Когда Богдан зашел в небольшую темноватую комнату с одним зарешеченным окном, губастый полицай уже сидел за столом, совсем голым, без единой бумажки, только с гранитной чернильницей и тяжелым серым прессом. Сидел и какое-то время молчал, только пронзительно впивался в Богдана колючими желтоватыми глазами. Хотяновский тоже внимательно оглядел его. Заметил, что на черной гимнастерке губастого есть даже какие-то погоны и знаки какие-то нашиты, только дьявол их знает какие.
«Значит, старший. Надо же попасть сразу на такого зверюгу, — под дулом через все местечко вел. Хорошо, что хоть людей на улице не было».
— Так вот давай, старик, начистоту! — будто немного смягчив свой прежний тон, заговорил полицай. — Скажи всю правду, кто ты такой, зачем сюда пришел? А может, тебя послал кто? Пропуск у тебя есть или какие-нибудь другие документы?
— Ничего у меня нет, — снова со спокойной рассудительностью ответил Богдан. — Я пошел из дома в Голубовку, а оттуда прямо сюда.
— А зачем тебе был этот… ну, как его… Шмуил? — попытавшись растянуть в усмешке свои толстые губы, спросил полицай. — Ты что? Родственник ему?.. Но, кажется, не похож… А может, гешефт какой имел для него?
— Ничего не имел, — терпеливо объяснил Богдан. — Просто знакомыми были. А зашел потому, что не знал, где тут какую власть найти новую. Хотел спросить у него, как у местного человека.
— А зачем тебе власть? — спросил полицай и встал, вышел из-за стола, сделал шага два к Богдану. Пошарив руками по карманам его ватника и штанов, повторил вопрос.
Богдан стал говорить о Ганне, о том, что она ни в чем не виновата, но полицай вскоре перебил его очередным вопросом, еще более неожиданным:
— А почему от тебя так луком несет? Га-а?..
Богдан молчал, так как отвечать на такой вопрос было даже неловко.
— Почему молчишь?
— А что тут говорить?
— Отвечай, когда спрашивают!
— Съел луковицу по дороге… Вот и все.
— Одну?
— Больше не было в кармане.
— И сколько ты можешь протянуть на этой одной луковице? Га-а?
Богдан молчал.
— Не можешь сказать?.. Не знаешь? Ну что ж! Поживем — увидим!..
Полицаи подошел к столу, вынул из ящика листок бумаги, записал фамилию и адрес Богдана, потом снова стал повторять вдруг понравившуюся ему фразу:
— Поживем — увидим… Поживем — увидим, сколько ты протянешь… Может, и язык станет более податливым…
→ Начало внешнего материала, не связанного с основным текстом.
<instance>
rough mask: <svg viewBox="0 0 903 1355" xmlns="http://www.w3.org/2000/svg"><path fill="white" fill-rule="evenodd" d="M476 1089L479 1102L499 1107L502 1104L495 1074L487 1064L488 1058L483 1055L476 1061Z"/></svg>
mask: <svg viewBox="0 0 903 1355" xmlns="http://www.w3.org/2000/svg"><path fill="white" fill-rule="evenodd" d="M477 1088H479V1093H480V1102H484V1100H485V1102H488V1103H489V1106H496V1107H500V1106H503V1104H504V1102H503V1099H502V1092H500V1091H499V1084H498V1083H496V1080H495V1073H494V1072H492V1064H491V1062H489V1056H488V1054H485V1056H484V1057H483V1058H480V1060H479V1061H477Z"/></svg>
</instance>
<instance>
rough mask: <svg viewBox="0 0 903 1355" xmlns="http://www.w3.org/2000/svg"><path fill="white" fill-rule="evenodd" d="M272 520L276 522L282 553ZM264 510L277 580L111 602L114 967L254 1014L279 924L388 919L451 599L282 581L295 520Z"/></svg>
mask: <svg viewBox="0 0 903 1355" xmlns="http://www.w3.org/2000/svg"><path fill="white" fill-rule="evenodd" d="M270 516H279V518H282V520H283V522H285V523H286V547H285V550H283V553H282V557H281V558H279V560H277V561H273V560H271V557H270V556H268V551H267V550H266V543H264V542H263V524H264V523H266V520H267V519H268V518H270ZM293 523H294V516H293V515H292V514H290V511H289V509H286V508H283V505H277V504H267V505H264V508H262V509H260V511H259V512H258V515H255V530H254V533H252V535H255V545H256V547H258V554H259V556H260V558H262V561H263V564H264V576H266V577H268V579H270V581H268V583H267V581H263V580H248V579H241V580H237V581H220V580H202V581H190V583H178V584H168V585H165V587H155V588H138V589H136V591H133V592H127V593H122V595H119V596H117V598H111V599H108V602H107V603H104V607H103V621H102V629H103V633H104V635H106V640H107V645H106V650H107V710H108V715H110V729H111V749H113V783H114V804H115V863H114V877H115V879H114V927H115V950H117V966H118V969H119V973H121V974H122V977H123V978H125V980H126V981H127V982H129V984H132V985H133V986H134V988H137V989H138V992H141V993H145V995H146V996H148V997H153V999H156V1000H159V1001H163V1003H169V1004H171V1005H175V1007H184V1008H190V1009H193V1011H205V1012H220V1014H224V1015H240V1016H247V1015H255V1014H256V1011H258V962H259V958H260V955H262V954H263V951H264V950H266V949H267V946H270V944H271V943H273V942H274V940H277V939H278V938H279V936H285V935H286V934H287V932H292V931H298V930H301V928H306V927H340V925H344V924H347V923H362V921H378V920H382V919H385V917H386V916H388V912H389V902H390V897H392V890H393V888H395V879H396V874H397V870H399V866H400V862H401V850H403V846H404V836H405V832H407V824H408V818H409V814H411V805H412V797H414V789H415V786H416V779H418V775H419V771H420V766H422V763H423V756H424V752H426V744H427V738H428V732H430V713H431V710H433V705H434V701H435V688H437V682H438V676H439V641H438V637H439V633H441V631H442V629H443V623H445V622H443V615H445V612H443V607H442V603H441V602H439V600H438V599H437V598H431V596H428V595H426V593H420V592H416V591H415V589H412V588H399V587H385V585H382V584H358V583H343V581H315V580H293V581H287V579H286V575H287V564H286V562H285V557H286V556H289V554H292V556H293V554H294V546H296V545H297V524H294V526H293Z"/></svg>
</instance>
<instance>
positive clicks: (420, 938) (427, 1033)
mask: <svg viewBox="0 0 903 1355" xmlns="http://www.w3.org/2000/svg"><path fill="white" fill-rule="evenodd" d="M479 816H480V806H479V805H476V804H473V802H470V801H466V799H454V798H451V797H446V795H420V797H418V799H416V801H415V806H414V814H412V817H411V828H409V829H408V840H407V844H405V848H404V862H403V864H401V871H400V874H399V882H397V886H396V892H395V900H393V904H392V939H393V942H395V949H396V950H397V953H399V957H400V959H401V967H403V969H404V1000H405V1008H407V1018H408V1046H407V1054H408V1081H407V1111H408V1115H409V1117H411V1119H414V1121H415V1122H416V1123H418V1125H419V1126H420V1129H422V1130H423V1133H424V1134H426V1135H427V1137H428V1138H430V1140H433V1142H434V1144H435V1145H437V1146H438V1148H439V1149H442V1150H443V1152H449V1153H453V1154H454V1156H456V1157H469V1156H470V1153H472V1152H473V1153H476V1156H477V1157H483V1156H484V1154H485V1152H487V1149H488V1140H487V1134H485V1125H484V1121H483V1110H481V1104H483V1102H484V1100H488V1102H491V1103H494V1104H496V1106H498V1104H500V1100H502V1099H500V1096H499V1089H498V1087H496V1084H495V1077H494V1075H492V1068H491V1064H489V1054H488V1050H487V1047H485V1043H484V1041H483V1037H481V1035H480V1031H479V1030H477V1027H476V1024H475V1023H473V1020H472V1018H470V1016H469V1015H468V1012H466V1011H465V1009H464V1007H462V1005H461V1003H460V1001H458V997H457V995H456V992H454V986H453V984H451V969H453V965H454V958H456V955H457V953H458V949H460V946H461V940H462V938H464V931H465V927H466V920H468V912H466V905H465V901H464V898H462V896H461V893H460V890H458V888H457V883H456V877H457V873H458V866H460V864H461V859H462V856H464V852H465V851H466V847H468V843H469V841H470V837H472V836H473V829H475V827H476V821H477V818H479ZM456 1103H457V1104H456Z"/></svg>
Приоткрыл дверь в коридор и крикнул дежурному:
— Возьми! И на диету! Понял?
Камера в подвале этого же здания была узкая, сырая и очень темная. Только одна короткая щель немного светилась между потолком и сырой задней стеной, но когда Богдан осмотрелся, то заметил, что и эта щель была зарешечена, как и окно в комнате того полицая, где только что велся такой неожиданный и неуместный допрос.
Оглядевшись, Хотяновский заметил и то, что в камере совсем пусто, один только табурет почти незаметно стоит в углу и какая-то клеенка, истрепанная и облезлая, лежит у боковой стенки.
«Значит, одиночная, — подумал старик и почувствовал, что непрошеная и незваная боль появилась в сердце. — За что ж еще и в одиночку, за какую вину?»
Прошелся по камере: три шага вперед, три шага назад. Почувствовал слабость в ногах: может, от ходьбы, а может, от волнения, от растерянности. Сел на табурет, оперся руками о колени: «Что ж будет дальше, что делать, чего или кого ждать? Может, взять да постучать сильно в дверь, потребовать, чтобы открыли, и сказать во весь голос, что у меня сын полицай, носит такую самую шапку, как и тот, что арестовал меня, и карабин носит на плече, когда идет по улице. Кто имеет какое право арестовывать отца представителя новой власти?!»
И сразу стыдно и мерзко стало от такой мысли: пускай уж будь что будет, но не станет прикрываться он предательством своего сына, не навлечет на себя такой позор.